What got me in the door was the combination of laid-back vibe for customers and serious-as-can-be attitude toward the food. The menu has a list of “Brunchy feasts,” and explains: “Just what does brunch mean to us? Sitting, sharing, spending time with friends and family. This should be a daily celebration as far as we’re concerned. So we serve brunch all day, every day!”
The food is local and seasonal whenever possible, nutritious and made fresh.
The cafe feels cozy although the room is large, with brick walls, well-worn wood floors and a lovely tin ceiling. Most of the seating is at small colorfully painted tables, but people also perch on padded stools at a high counter, and a huge industrial-looking table near the center of the room is also a comfortable spot.
The menu is written on a large chalkboard behind the counter, but because we like to make a plan before ordering and also have a hard time deciding while standing, John, Pat, John and I grabbed plastic-enclosed copies of the menu and sat down.
The menu, it must be said, is charming. Yogurt with homemade granola and fresh fruit ($5) is called the Highland Cow; two scrambled eggs with melted cheddar and tomato on a homemade toasted English muffin is called the Grant Slam ($4.50). Get it? Grant Slam?

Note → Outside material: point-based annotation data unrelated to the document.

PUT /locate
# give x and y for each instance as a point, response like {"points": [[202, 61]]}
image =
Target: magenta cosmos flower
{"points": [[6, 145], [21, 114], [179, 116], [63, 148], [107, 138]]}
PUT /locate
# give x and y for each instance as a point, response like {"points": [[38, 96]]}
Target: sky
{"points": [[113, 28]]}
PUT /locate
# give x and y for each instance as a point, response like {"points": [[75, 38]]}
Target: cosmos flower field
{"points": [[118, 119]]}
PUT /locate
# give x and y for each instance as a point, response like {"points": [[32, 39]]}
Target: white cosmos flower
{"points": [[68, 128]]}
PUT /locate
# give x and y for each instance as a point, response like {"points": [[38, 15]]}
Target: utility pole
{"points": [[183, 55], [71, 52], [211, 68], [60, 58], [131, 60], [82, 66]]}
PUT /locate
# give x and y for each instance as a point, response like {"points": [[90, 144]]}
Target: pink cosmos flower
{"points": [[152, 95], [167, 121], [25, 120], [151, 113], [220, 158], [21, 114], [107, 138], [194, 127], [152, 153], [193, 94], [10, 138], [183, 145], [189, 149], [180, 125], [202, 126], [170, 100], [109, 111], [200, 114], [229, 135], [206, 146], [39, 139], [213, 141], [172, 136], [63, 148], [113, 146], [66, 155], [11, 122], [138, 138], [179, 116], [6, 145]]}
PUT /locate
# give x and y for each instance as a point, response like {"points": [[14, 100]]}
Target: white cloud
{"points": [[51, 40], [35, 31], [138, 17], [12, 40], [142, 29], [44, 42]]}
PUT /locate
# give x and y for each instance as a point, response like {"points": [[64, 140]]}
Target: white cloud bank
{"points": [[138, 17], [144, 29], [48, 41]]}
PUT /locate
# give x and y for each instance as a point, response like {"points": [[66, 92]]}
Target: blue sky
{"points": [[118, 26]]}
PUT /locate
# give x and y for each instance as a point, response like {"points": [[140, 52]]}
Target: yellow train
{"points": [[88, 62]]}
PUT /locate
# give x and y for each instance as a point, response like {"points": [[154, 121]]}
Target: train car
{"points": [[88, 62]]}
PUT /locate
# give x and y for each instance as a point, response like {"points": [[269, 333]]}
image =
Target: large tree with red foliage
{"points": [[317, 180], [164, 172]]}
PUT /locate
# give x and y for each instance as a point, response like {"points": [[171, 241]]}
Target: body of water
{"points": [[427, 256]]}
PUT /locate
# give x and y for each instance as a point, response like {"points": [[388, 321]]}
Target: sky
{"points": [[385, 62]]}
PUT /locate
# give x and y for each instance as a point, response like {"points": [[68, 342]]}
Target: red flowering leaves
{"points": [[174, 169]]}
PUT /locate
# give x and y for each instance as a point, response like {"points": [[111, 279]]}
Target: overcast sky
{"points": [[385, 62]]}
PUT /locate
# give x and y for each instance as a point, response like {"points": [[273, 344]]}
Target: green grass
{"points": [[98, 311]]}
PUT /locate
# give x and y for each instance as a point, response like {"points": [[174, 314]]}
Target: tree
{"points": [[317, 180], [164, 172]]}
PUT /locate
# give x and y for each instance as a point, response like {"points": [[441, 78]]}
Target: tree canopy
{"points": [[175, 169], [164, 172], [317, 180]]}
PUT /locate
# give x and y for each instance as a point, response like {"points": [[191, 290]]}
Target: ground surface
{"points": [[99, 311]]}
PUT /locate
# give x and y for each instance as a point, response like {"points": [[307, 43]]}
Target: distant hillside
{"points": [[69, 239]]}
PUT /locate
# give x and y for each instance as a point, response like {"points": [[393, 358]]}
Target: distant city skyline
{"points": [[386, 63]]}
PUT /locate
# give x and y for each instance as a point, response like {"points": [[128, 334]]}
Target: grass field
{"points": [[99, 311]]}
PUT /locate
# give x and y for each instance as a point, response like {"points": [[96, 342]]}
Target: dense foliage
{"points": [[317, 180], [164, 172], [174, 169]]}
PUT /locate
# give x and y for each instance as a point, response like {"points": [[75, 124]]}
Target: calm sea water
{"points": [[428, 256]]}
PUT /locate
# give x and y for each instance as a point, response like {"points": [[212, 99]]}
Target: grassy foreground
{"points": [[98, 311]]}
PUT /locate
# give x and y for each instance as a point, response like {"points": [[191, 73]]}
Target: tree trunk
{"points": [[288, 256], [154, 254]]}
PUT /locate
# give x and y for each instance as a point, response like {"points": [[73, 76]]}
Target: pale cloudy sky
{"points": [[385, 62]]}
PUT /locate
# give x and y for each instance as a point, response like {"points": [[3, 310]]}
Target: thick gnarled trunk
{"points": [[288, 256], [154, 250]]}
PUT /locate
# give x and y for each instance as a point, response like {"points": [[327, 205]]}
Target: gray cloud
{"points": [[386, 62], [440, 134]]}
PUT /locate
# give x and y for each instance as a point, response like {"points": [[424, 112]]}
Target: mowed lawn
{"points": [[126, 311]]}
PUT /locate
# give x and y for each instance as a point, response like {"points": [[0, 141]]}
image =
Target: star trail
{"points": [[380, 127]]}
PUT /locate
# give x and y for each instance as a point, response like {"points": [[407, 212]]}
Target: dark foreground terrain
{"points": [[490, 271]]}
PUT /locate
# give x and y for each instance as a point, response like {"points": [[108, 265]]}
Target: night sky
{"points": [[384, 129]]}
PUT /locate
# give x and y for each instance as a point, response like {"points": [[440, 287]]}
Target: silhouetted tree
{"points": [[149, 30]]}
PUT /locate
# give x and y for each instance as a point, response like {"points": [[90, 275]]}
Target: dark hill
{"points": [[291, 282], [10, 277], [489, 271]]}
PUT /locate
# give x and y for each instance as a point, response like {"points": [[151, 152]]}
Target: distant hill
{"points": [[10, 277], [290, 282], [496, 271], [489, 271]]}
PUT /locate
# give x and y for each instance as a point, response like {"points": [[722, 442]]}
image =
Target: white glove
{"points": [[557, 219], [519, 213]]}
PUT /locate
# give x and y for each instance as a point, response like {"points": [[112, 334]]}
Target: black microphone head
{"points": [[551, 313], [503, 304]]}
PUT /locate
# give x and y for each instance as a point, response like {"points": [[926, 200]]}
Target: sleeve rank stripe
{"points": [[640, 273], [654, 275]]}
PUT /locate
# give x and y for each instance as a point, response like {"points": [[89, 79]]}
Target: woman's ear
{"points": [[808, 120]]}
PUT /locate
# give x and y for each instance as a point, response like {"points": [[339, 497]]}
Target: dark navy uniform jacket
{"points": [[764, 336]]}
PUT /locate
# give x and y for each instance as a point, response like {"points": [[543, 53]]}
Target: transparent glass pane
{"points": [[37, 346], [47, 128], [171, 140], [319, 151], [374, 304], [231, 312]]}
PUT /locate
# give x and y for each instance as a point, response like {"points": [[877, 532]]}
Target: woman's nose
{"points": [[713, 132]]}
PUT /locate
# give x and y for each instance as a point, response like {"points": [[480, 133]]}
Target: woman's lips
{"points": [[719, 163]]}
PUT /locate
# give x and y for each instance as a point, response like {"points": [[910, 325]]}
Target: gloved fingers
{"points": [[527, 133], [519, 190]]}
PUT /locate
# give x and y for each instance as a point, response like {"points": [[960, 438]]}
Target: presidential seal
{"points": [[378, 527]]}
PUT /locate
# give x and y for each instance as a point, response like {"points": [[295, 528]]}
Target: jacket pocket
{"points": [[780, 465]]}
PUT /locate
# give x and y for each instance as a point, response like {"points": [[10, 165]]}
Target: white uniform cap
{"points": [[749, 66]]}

Three items in the Brunchy Feasts listing are $10 – Birkenstock Madness, which includes pancakes, yogurt, fruit and honey; the Spanish Scramble, which is three eggs, sausage or spicy chorizo, tomatoes, carmelized onions, red peppers, cheddarjack, hash browns and toast; and the Huevos Rancheros, which is made with two eggs, sliced chorizo, Mexican beans, guacamole, sour cream, salas and pepperjack on a flour tortilla.
We stayed in the midrange of the menu, and found plenty of choices. We ordered at the register and waited an expected amount of time for cooked-to-order food. When they called our name, all the plates were there at once and all the food was hot. Bravo.
How could you resist ordering a meal called “Love and Butter” ($7)? We couldn’t. It was two slices of French toast served with, of course, butter and a small saucer of real maple syrup. We added bacon for $2.50, and like all the meats we had with our meals, it was exceptional – thick sliced, probably maple-cured, cooked perfectly with a good amount of crunch. We have run into some sketchy baconesque products in our day, and this was the real thing.
The Farmer’s Breakfast ($9) is made with two eggs (ordered scrambled), bacon or chorizo (we picked bacon), homemade russet hash browns, toast and baked beans. The hash browns were a slightly crunchy patty, and the beans, which were the standard canned beans in slightly red sauce, were served in a small, tall dish set in the middle of the plate like a crown. Although beans at breakfast are common in Ireland and Britain, they are unusual here. But after a few bites, our friend appreciated the concept.
We don’t know why the pancakes with maple syrup were called Irish Peasant, but we had to order them anyway. The two large cakes ($7.50) were thick and fluffy, sweet and delicious, and very filling. Like the bacon, the sausage on the side ($2.50), made locally, was an exceptional oblong grilled patty.
Megan McLeod’s Stacks was an unusual and delightful creation, built on two grilled slices of slightly spicy grits topped with that same sausage patty, melted cheddar and two large eggs. It was a generous amount of food, and utterly delicious. Good job, Megan!
Finally, we ordered a totally unnecessary medium-sized bowl of Proper Porridge ($5) with organic steel-cut oats cooked to soft but slightly yielding perfection and garnished with walnuts and slices of crisp apple and juicy strawberry. In both preparation and presentation, this humble dish was sublime.
Sweet_ness 7 Cafe on Grant Street: 3.5 pennies (Out of four)
Where: 220 Grant St. (883-1738)
Hours: 7 a.m. to 9 p.m. Monday through Friday; from 8 a.m. to 9 p.m. Saturday and from 8 a.m. to 6 p.m. Sunday.
Wheelchair-accessible: There is a very shallow half-step at the door.